Wolff's sixfold division seems a failure from a systematising viewpoint, because it is not obvious why philosophy is to be divided into these particular subdisciplines. Especially unsatisfactory is that some of Wolff's suggested disciplines have no name, but consist of even further subdisciplines. The unclarity is even furthered by Wolff's remark that the natural theology, study of creatures and ontology together form yet another discipline called metaphysics. One might think that Wolff should have divided philosophy just into three parts – logic, metaphysics and the nameless discipline considering human will – or then raise ethics, politics and other subdisciplines of the philosophy of will into the status of independent disciplines.
Somewhat more intruiging is then Wolff's definition of what philosophy in general is: it is a science of all the possible things, considering how and why they are possible. The mention of possibilities is particularly interesting. Indeed, philosophers have always had a knack for discovering hitherto unimagined possibilities. This knack is extremely evident in the habit of using thought experiments as crucial links in arguments. This is a procedure common especially in modern analytic philosophy – witness for instance Gettier's problems of epistemology or the Twin Earth thought experiment.
Yet, this knack or art of finding possibilities is probably a quite recent candidate in the competition for the essence of philosophising. Wolff himself speaks of philosophy as a science instead of a mere art. By science Wolff means a capacity to deduce things from incontrovertible grounds, and he explicitly states that scientific knowledge is more certain than mere art where particular examples might be confused with general rules. In effect, Wolff is still committed to the old idea of philosophy as an axiomatic system.
What is then the distinguishing characteristic of a science of possibilities, and even more importantly, from what other sciences philosophy is to be differentiated from? There surely cannot be any separate science of impossibilities, or more precisely, it would be identical with the science of possibilities: as Aristotle already said, one and the same science deals with opposite concepts, because in order to know what is e.g. impossible and what is not, you must also know what is possible and what is not.
I suppose that the proper point of comparison for philosophy as a science of possibilities would be a science of actualities, that is, a system based on incontrovertible grounds that would tell what there is and why there are such things. Now, it seems evident, and Wolff would probably agree, that such a science of actualities is beyond human capacities. Humans can usually at most observe what is actual, that is, when it comes to actualities, they are capable only of history in the original sense of the word. From human perspective, then, philosophy just equals science.

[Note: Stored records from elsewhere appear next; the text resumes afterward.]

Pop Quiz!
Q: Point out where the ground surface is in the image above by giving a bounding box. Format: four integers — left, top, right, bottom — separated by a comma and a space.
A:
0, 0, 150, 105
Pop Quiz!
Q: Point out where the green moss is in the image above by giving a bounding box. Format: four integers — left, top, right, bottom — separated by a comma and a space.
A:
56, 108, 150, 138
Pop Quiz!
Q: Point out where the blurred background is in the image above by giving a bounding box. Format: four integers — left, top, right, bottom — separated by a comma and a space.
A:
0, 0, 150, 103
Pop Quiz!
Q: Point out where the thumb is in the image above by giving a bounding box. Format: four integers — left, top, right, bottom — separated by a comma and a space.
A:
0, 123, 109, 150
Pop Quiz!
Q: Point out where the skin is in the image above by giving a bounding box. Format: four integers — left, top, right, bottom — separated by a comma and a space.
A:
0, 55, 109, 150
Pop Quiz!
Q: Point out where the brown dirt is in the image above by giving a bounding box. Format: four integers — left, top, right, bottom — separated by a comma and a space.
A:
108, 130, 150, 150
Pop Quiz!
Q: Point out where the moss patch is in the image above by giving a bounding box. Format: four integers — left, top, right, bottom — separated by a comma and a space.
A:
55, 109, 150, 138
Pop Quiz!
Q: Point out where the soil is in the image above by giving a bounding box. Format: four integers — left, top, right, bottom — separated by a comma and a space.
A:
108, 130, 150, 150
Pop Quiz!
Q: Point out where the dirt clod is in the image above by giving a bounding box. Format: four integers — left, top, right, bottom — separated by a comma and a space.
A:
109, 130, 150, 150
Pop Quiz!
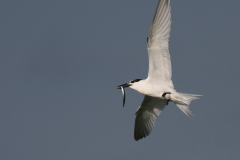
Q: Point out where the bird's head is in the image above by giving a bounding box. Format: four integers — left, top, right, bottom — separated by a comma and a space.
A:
117, 79, 142, 89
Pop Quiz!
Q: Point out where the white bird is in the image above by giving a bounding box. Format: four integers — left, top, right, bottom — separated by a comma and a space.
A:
117, 0, 200, 141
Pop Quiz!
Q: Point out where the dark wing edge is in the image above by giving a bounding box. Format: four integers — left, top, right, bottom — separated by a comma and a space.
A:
134, 96, 167, 141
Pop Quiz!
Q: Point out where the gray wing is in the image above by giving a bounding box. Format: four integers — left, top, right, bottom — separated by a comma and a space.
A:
134, 96, 167, 141
147, 0, 173, 87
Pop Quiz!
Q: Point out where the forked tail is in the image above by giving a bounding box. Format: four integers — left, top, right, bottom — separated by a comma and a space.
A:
173, 92, 201, 117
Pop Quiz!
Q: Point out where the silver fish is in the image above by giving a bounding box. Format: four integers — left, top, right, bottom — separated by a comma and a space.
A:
120, 86, 125, 107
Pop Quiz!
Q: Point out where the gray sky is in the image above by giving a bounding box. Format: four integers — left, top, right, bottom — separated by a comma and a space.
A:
0, 0, 240, 160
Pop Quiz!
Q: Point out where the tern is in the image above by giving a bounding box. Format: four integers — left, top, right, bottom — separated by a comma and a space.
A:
117, 0, 200, 141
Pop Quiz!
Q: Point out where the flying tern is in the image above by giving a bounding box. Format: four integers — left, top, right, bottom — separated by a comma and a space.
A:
117, 0, 200, 141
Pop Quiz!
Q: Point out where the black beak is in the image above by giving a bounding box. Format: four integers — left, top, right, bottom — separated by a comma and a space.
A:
117, 83, 130, 89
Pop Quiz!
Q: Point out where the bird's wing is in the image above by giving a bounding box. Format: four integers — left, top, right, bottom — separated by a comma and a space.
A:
134, 96, 167, 141
147, 0, 173, 87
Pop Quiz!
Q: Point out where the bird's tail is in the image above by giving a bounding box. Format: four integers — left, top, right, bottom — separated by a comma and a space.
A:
173, 92, 201, 117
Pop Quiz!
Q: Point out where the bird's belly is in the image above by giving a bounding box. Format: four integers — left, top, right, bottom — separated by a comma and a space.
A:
138, 85, 174, 98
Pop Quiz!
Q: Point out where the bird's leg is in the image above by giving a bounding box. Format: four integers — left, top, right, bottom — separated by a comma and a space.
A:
166, 100, 170, 105
162, 92, 171, 105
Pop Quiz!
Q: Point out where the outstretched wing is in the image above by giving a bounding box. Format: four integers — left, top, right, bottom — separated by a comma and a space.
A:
147, 0, 173, 87
134, 96, 167, 141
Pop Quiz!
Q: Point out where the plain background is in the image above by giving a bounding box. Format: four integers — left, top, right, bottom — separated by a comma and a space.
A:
0, 0, 240, 160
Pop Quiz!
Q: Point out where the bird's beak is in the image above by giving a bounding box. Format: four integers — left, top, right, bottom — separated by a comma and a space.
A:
117, 83, 130, 89
117, 83, 130, 107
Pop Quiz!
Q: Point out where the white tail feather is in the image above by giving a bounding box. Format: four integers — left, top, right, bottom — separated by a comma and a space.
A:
173, 92, 201, 117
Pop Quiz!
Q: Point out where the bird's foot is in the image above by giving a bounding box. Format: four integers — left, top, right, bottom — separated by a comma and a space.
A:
166, 100, 170, 105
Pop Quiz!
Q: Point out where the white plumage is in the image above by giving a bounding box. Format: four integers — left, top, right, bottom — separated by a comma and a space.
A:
118, 0, 199, 140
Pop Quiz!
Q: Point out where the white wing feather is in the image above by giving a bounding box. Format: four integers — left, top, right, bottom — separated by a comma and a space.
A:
147, 0, 173, 87
134, 96, 167, 141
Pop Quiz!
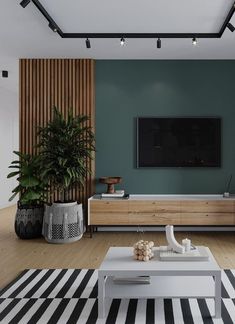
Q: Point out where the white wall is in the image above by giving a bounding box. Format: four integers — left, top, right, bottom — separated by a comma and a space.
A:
0, 57, 19, 208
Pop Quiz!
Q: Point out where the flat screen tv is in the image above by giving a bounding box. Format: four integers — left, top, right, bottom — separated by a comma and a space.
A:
137, 117, 221, 168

One last question then is how a philosopher should go about proving that something is possible. The answer is already familiar from the study of what real definitions mean for Wolff. We know when something is possible, according to Wolff, when we know how this thing is generated and especially when we can ourselves generate such a thing. In effect, science at its best becomes almost like technology or handicraft.
Thus, if reason is defined as an insight into the relations between truths, the possibility of reason is shown when we demonstrate how a person can have such an insight through his or her own capacities. This is the task of the rest of Wolff's book, and we shall see how well he handles it in later blog texts.